Kartik Kartik - 1 year ago 118
Python Question

Storing Pandas DataFrame to HDF5 with both axes MultiIndexed

I would think that storing a DataFrame with both MultiIndexed axes should be possible. However, I am getting the following error:

In [1]: index = pd.MultiIndex.from_product([['Foo', 'Bar'],['One','Two','Three']])
column = pd.MultiIndex.from_product([['foo', 'bar'],['one','two','three']])
df = pd.DataFrame(np.random.rand(6,6), index=index, columns=column)
Out[1]: foo bar
one two three one two three
Foo One 0.605352 0.882382 0.472946 0.615619 0.108022 0.389674
Two 0.746384 0.594509 0.556881 0.457000 0.529793 0.929574
Three 0.270978 0.956778 0.515201 0.626850 0.852708 0.861962
Bar One 0.219994 0.648191 0.677824 0.408439 0.079326 0.414059
Two 0.186167 0.767103 0.880667 0.205253 0.647471 0.449379
Three 0.353171 0.249900 0.723791 0.458349 0.977604 0.691188

In [2]: with pd.HDFStore('test.h5', 'w') as store:
store.append('output', df)
Out[2]: ---------------------------------------------------------------------------
ValueError Traceback (most recent call last)
<ipython-input-55-87e96c141a7f> in <module>()
1 with pd.HDFStore('test.h5', 'w') as store:
----> 2 store.append('output', df)

/home/kartik/miniconda3/lib/python3.5/site-packages/pandas/io/pytables.py in append(self, key, value, format, append, columns, dropna, **kwargs)
917 kwargs = self._validate_format(format, kwargs)
918 self._write_to_group(key, value, append=append, dropna=dropna,
--> 919 **kwargs)
921 def append_to_multiple(self, d, value, selector, data_columns=None,

/home/kartik/miniconda3/lib/python3.5/site-packages/pandas/io/pytables.py in _write_to_group(self, key, value, format, index, append, complib, encoding, **kwargs)
1263 # write the object
-> 1264 s.write(obj=value, append=append, complib=complib, **kwargs)
1266 if s.is_table and index:

/home/kartik/miniconda3/lib/python3.5/site-packages/pandas/io/pytables.py in write(self, obj, data_columns, **kwargs)
4195 data_columns.insert(0, n)
4196 return super(AppendableMultiFrameTable, self).write(
-> 4197 obj=obj, data_columns=data_columns, **kwargs)
4199 def read(self, **kwargs):

/home/kartik/miniconda3/lib/python3.5/site-packages/pandas/io/pytables.py in write(self, obj, axes, append, complib, complevel, fletcher32, min_itemsize, chunksize, expectedrows, dropna, **kwargs)
3785 self.create_axes(axes=axes, obj=obj, validate=append,
3786 min_itemsize=min_itemsize,
-> 3787 **kwargs)
3789 for a in self.axes:

/home/kartik/miniconda3/lib/python3.5/site-packages/pandas/io/pytables.py in create_axes(self, axes, obj, validate, nan_rep, data_columns, min_itemsize, **kwargs)
3383 axis, axis_labels = self.non_index_axes[0]
3384 data_columns = self.validate_data_columns(
-> 3385 data_columns, min_itemsize)
3386 if len(data_columns):
3387 mgr = block_obj.reindex_axis(

/home/kartik/miniconda3/lib/python3.5/site-packages/pandas/io/pytables.py in validate_data_columns(self, data_columns, min_itemsize)
3246 if info.get('type') == 'MultiIndex' and data_columns:
3247 raise ValueError("cannot use a multi-index on axis [{0}] with "
-> 3248 "data_columns {1}".format(axis, data_columns))
3250 # evaluate the passed data_columns, True == use all columns

ValueError: cannot use a multi-index on axis [1] with data_columns ['level_1', 'level_0']
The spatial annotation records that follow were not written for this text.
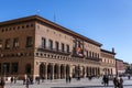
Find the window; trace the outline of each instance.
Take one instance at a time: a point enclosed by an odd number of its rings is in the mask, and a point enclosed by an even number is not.
[[[66,53],[69,53],[69,45],[66,45]]]
[[[11,67],[11,73],[12,74],[16,74],[19,69],[19,65],[18,63],[12,63],[12,67]]]
[[[46,40],[42,37],[42,48],[45,48],[45,46],[46,46]]]
[[[58,51],[58,42],[55,42],[55,51]]]
[[[18,37],[15,37],[13,40],[13,47],[19,47],[19,38]]]
[[[53,41],[50,40],[50,41],[48,41],[48,50],[52,50],[52,48],[53,48]]]
[[[6,40],[6,50],[10,48],[10,38]]]
[[[62,43],[62,52],[64,52],[65,47],[64,47],[64,43]]]
[[[33,38],[32,36],[26,37],[26,47],[32,47],[33,46]]]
It makes most sense for me to store the data like this. Mainly because my needs will vary hugely. For some applications I will need all rows and all columns. For many others, I will only need all rows, and one parent column: say I would need all rows under
. I might also need only one parent row and one parent column:
Foo, foo

I will certainly need all secondary rows and columns.

In my case, primary row indexes are States, secondary row indexes are sensor names, primary column indexes are the different things sensed, and secondary column indexes are statistics of the sensor outputs. Therefore, it is easy to see that I might need data for just one type of sensing for all states, or for just one state, or I might need all things sensed from one state, or all states.

I am looking for either a fix to the error, or a better way to store the data.

Answer Source

I ended up stacking the DataFrame once, to get rid of the MultiIndex in the columns before storing:

with pd.HDFStore('test.h5', 'w') as store:
    store.append('output', df.stack().astype(float))

It is not ideal, but the querying capabilities of the HDF5 tables compensates for it.